Dra. Iratxe López Fuentes

Fact Check

Cada vez más familias se preguntan si el tiempo frente a dispositivos está afectando algo más que su vista. Y sí: las pantallas y la ansiedad en adolescentes están más relacionadas de lo que parece.

No se trata solo de cuántas horas pasan conectados, sino de cómo la sobreestimulación, la comparación constante en redes y la necesidad de estar “siempre disponibles” impactan en su salud emocional.

Este post no va de prohibir, sino de entender qué está pasando y cómo acompañarlo sin dramatismos… pero, con responsabilidad.

1. Pantallas y ansiedad en adolescentes: más allá de la adicción digital

Cuando hablamos de adolescentes y pantallas, lo primero que aparece es la palabra “adicción”. Pero, quedarnos solo ahí es una simplificación peligrosa.

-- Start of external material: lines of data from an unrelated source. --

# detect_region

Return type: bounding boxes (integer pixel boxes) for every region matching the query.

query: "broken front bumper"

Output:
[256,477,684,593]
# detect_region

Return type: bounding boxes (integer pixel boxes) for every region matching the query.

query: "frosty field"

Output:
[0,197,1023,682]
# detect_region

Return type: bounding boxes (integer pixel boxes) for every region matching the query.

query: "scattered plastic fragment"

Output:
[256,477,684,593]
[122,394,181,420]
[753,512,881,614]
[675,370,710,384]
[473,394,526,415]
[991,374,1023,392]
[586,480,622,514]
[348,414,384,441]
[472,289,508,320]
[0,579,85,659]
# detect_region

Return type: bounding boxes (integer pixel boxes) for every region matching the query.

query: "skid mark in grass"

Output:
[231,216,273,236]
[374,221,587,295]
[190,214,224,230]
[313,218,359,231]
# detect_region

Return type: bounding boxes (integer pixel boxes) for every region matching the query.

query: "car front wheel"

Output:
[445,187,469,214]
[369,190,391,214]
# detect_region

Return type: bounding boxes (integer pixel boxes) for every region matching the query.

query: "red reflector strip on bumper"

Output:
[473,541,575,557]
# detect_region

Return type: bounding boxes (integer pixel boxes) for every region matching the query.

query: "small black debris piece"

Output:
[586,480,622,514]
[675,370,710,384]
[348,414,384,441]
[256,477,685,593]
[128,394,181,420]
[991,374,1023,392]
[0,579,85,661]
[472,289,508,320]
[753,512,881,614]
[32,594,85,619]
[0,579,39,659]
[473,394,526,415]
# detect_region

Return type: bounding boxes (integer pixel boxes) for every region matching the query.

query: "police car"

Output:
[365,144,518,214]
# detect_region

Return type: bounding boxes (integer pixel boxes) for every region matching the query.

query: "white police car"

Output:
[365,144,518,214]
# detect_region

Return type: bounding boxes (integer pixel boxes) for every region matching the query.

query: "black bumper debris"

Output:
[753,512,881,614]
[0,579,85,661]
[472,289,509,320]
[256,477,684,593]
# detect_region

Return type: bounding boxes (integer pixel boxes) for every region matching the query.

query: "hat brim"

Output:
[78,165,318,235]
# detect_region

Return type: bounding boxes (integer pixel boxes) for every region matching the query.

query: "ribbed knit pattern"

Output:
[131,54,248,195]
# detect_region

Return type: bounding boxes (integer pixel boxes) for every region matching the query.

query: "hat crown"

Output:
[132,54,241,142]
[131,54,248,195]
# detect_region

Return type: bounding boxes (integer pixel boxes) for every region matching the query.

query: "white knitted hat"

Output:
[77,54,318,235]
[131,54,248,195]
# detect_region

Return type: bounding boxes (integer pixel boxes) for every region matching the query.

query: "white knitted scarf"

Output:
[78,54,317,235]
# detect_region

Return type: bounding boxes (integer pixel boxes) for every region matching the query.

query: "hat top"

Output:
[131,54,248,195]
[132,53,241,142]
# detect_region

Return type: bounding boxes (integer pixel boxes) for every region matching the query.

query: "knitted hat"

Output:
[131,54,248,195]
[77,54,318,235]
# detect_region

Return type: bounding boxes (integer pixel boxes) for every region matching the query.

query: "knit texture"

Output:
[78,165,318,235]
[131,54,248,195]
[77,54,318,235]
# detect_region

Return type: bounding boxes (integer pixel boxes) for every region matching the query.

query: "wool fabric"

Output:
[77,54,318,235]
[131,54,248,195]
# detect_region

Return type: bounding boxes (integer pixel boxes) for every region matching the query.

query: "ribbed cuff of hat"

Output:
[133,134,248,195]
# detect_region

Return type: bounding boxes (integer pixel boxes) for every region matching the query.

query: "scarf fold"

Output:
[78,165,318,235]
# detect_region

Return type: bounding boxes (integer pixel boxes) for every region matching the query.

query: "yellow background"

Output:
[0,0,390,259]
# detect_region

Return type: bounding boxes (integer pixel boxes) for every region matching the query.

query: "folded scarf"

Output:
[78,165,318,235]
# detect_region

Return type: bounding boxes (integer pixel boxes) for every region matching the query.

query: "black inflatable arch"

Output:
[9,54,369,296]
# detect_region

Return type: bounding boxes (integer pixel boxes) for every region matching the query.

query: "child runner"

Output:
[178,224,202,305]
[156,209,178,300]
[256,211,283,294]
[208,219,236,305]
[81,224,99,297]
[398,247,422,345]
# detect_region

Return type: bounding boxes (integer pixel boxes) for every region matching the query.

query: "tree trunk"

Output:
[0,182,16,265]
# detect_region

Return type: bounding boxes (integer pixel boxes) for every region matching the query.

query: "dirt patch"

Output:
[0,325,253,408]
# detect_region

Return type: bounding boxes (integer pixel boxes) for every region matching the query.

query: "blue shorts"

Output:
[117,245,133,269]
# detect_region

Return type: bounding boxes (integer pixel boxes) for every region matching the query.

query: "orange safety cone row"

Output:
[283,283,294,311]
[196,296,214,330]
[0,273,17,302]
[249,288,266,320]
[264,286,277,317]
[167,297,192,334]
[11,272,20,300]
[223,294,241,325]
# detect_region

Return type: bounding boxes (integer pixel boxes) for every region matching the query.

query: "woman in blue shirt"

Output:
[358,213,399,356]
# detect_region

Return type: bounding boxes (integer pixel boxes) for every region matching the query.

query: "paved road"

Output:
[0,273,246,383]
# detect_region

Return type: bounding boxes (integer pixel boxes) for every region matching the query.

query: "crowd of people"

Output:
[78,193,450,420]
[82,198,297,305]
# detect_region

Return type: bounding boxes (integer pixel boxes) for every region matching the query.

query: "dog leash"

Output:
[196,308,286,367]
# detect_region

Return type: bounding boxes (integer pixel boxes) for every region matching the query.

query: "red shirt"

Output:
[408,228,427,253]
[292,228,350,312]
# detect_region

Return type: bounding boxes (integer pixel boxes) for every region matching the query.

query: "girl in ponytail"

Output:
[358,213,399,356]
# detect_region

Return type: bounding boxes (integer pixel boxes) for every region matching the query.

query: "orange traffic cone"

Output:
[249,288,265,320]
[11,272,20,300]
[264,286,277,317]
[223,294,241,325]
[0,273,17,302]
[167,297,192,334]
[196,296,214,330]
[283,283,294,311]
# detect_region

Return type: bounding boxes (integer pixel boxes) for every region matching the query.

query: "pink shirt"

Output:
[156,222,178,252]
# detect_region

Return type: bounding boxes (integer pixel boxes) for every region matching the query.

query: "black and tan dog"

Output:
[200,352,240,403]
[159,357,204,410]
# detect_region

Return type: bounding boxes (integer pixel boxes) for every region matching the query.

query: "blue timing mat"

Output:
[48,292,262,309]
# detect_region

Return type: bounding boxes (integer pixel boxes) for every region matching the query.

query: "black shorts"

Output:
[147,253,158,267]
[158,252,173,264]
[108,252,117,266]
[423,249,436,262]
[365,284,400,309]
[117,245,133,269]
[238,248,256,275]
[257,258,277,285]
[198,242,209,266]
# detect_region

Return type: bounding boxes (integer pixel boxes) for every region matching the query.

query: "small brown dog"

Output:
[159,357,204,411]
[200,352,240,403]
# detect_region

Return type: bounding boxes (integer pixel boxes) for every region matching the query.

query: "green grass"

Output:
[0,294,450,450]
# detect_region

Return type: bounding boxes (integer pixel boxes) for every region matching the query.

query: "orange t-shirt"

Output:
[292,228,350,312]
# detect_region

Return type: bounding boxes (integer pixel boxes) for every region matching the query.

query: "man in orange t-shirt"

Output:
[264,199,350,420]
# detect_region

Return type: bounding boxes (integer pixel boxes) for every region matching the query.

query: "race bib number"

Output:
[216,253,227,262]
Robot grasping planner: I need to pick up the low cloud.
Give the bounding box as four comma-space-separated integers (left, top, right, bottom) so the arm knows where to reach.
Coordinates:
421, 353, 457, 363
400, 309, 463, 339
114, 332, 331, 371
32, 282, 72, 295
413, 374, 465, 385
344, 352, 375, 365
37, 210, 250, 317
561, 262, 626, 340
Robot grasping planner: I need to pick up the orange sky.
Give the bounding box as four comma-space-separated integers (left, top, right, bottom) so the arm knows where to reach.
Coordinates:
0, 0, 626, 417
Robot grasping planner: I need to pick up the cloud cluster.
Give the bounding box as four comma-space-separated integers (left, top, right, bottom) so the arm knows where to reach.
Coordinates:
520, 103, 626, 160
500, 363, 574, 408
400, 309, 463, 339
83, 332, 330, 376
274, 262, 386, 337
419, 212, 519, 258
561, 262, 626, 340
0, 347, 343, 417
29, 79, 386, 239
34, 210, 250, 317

El verdadero impacto no está únicamente en cuántas horas pasan conectados, sino en cómo esa conexión afecta a su salud mental: ansiedad, dispersión constante, sensación de insuficiencia, necesidad de validación externa y una desconexión progresiva de sí mismos y de su entorno.

En redes sociales, por ejemplo, no solo se entretienen: también se comparan, se exponen, se evalúan constantemente y construyen su identidad en función de lo que otros ven o no ven de ellos. Cada like que no llega, cada mensaje que no se responde, cada historia en la que no aparecen… se vive como un pequeño rechazo, aunque no lo digan.

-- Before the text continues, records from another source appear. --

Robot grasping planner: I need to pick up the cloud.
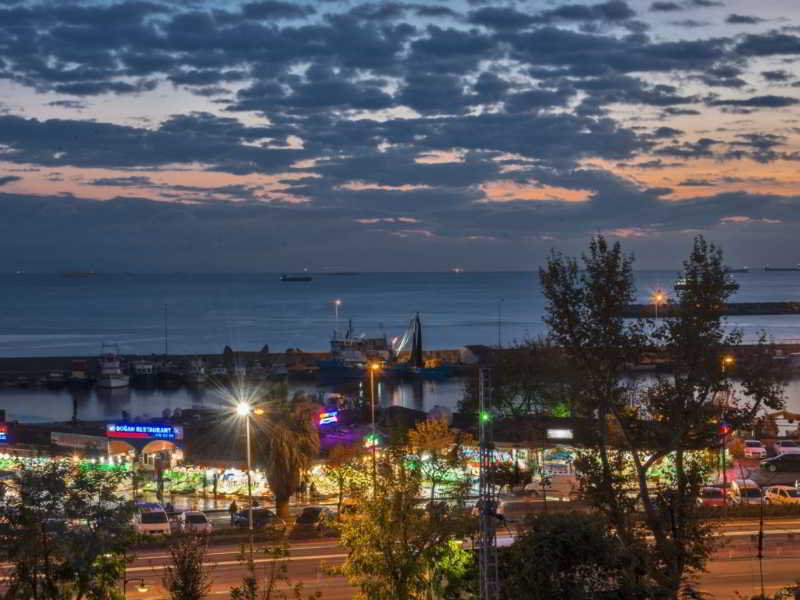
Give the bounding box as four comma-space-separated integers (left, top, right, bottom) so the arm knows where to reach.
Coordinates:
709, 94, 800, 108
725, 13, 764, 25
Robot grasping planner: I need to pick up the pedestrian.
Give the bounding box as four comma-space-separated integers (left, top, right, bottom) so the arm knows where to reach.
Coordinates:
228, 500, 239, 525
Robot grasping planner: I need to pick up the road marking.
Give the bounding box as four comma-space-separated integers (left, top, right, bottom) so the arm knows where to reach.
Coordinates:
125, 553, 348, 573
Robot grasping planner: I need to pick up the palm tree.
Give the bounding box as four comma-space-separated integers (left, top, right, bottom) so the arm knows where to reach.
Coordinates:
255, 394, 319, 520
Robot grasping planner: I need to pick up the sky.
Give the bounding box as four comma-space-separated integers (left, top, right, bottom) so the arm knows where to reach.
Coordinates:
0, 0, 800, 272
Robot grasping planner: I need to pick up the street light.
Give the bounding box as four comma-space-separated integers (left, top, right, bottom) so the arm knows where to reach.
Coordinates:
369, 362, 381, 497
333, 298, 342, 330
236, 402, 253, 560
650, 290, 667, 319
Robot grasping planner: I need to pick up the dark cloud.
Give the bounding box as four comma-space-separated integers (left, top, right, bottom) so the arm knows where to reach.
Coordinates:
709, 95, 800, 108
536, 0, 636, 23
242, 0, 316, 19
761, 69, 793, 82
650, 2, 684, 12
725, 13, 764, 25
736, 31, 800, 56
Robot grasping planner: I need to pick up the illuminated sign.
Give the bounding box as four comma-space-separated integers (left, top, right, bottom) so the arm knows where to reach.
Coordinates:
547, 429, 572, 440
319, 410, 339, 425
106, 423, 183, 440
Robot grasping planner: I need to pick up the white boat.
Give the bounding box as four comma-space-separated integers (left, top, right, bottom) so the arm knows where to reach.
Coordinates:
97, 344, 130, 388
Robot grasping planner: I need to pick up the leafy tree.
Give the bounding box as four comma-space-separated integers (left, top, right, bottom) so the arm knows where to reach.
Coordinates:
458, 340, 574, 417
0, 461, 135, 600
253, 395, 319, 520
334, 445, 473, 600
162, 533, 213, 600
540, 236, 782, 598
231, 543, 322, 600
498, 512, 643, 600
322, 444, 366, 515
408, 419, 472, 500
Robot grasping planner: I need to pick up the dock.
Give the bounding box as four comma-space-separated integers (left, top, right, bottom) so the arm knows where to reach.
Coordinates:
623, 302, 800, 319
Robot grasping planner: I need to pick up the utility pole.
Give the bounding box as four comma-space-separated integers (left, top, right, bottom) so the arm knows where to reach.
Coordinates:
478, 367, 499, 600
497, 298, 503, 348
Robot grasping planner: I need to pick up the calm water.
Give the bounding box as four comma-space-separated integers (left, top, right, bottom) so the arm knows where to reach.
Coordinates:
0, 378, 464, 423
0, 270, 800, 356
0, 270, 800, 421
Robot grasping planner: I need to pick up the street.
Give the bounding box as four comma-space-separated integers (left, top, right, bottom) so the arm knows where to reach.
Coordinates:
122, 519, 800, 600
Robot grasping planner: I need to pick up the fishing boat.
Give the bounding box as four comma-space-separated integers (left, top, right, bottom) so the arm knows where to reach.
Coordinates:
281, 273, 311, 282
131, 360, 156, 387
97, 344, 130, 389
317, 320, 393, 379
383, 313, 449, 379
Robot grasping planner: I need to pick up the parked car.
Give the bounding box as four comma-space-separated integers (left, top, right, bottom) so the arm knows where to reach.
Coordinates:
525, 473, 580, 500
294, 506, 336, 535
774, 440, 800, 456
233, 507, 286, 531
744, 440, 767, 458
472, 498, 506, 521
764, 485, 800, 504
133, 502, 172, 535
761, 454, 800, 473
178, 510, 212, 534
697, 487, 725, 506
729, 479, 761, 504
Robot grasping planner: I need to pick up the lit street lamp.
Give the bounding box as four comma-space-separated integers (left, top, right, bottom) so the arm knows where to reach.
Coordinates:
650, 290, 667, 319
369, 362, 381, 497
236, 402, 253, 560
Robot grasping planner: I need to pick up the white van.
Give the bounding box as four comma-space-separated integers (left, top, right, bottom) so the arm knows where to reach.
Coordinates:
730, 479, 761, 504
133, 502, 172, 535
525, 473, 580, 501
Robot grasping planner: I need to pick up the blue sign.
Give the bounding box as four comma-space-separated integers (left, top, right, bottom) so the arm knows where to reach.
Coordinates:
106, 423, 183, 440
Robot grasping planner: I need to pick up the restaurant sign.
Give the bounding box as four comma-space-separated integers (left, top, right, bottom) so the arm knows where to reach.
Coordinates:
106, 423, 183, 440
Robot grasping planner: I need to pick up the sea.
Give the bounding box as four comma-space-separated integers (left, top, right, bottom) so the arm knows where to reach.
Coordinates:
0, 269, 800, 421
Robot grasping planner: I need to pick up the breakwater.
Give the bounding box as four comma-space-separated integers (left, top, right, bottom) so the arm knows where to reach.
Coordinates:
624, 302, 800, 319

Diversos estudios han señalado que no se trata solo del tiempo de uso, sino de cómo afecta emocionalmente. Por ejemplo, Twenge y Campbell (2018) encontraron que el uso elevado de pantallas se asocia con menor bienestar psicológico en adolescentes, incluyendo síntomas de ansiedad y depresión.

Además, están sometidos a una sobrecarga de estímulos. Saltan de una app a otra, de un vídeo a otro, sin pausas ni tiempo para procesar. Ese bombardeo permanente mantiene su sistema nervioso en estado de alerta, lo que a medio plazo puede traducirse en insomnio, irritabilidad, cansancio crónico, dificultad para concentrarse y síntomas de ansiedad.

No, no es solo que están enganchados. Es que están sobreestimulados, desconectados de lo que sienten y saturados emocionalmente.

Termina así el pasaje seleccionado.